A Roadmap for Navigating 2021 with Ease & Success - IMA

By Mark Samuel

In this new year, we know better than to assume predictability. The year 2020 not only made us pivot in terms of our daily practices and direction, but also in terms of our ability to problem-solve in the moment and adjust along the way. You might not have known it before, but these are skills that all organizations (and individuals!) need all the time, regardless of whether things seem to be rocky or smooth sailing. 

Below are four tips—a roadmap, if you will—for how to navigate 2021 gracefully and with purpose.

1. Get clear on your Breakthrough Picture of Success – Your Picture of Success is not a vision statement or a marketing tool. It’s a detailed depiction of your Breakthrough State and the do-differently behaviors you need to adopt to achieve that state. Ask yourself the following questions:

  • Where are we going? 
  • What will it look like when we get there? 
  • Be specific about what you and your team will be doing differently to achieve your desired outcomes.

2. Get clear on your priorities – Priorities can often be a point of frustration and overwhelm for leaders and employees at all levels within an organization.
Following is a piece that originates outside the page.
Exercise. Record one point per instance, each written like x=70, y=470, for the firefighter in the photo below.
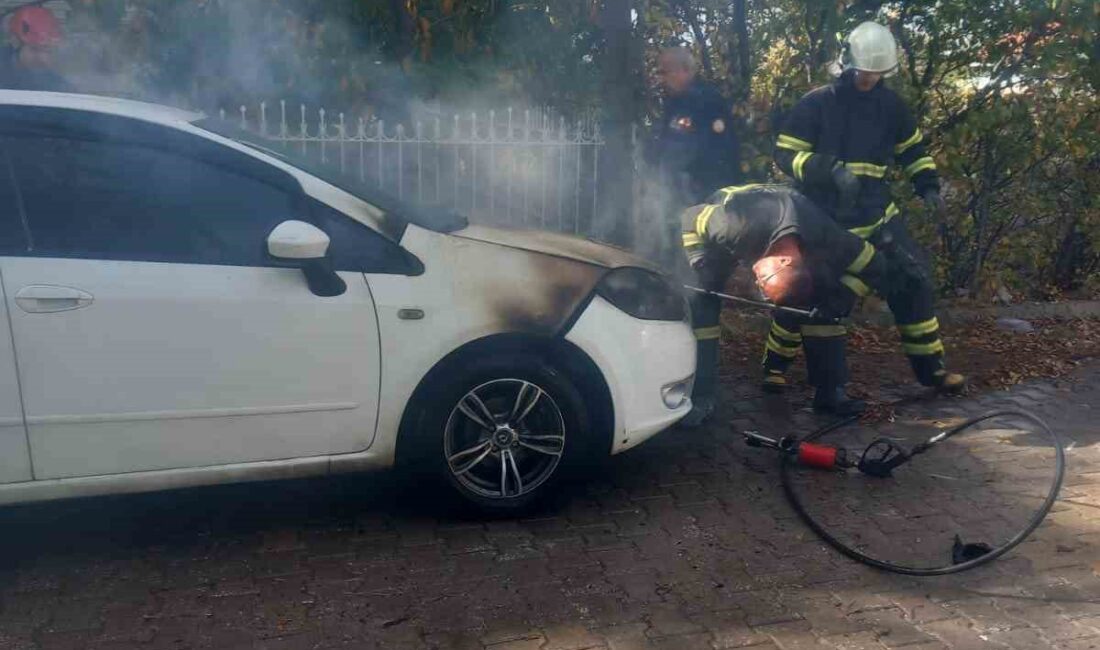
x=697, y=153
x=801, y=257
x=35, y=35
x=838, y=143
Too many priorities, unclear priorities, and lack of follow-through on priorities are some of the biggest complaints I hear from clients.

It’s helpful to understand the three types of priorities: 

Routine Priorities are usually not thought of as priorities because they are derived from your basic job description. But the truth is, they are the highest priority! If there are breakdowns preventing those routine responsibilities from being accomplished, you have to fix those first.

Continuous Improvement Priorities are those projects critical for improving, streamlining or fixing broken routine functioning. Continuous-improvement priorities are imperative; if you’re not improving what you do daily, you won’t survive very long as a business. The challenge is that these projects are often lacking coordination across the organization in terms of human resources, financial resources or timing of implementation. Usually, this stems from silo thinking and behavior, where conflicting messages causes frustration and misunderstanding.

Breakthrough Priorities are entirely different than routine and continuous improvement priorities. While continuous improvement priorities improve your current state, Breakthrough Priorities are transformative—game-changers for your business and culture. B STATE priorities represent those projects that will pivot your business and culture at the same time to address external drivers such as competition, new markets, changing customer demands, new regulatory standards or a turbulent economy.

3. Tight Execution & Follow Through – A Breakthrough Picture of Success will get you nowhere if you and your team doesn’t follow through with agreed upon collective habits of execution. As a team, you must determine the do-differently habits that will get you to where you want to go based on your desired outcomes rather than style, personal preference, or theoretical ideas about best practices.

4. Turn Communication into Connection – Simply communicating with one another and sharing information is no longer enough. Make the effort to connect with your team, your direct reports, and your customers so that you can learn each other’s needs, problem-solve together, and create a more sustainable work environment going forward. We can no longer separate our work life and home life in the way we once could. This is an invitation to be mindful and caring about each individual as a whole person, rather than seeing each other simply as workers.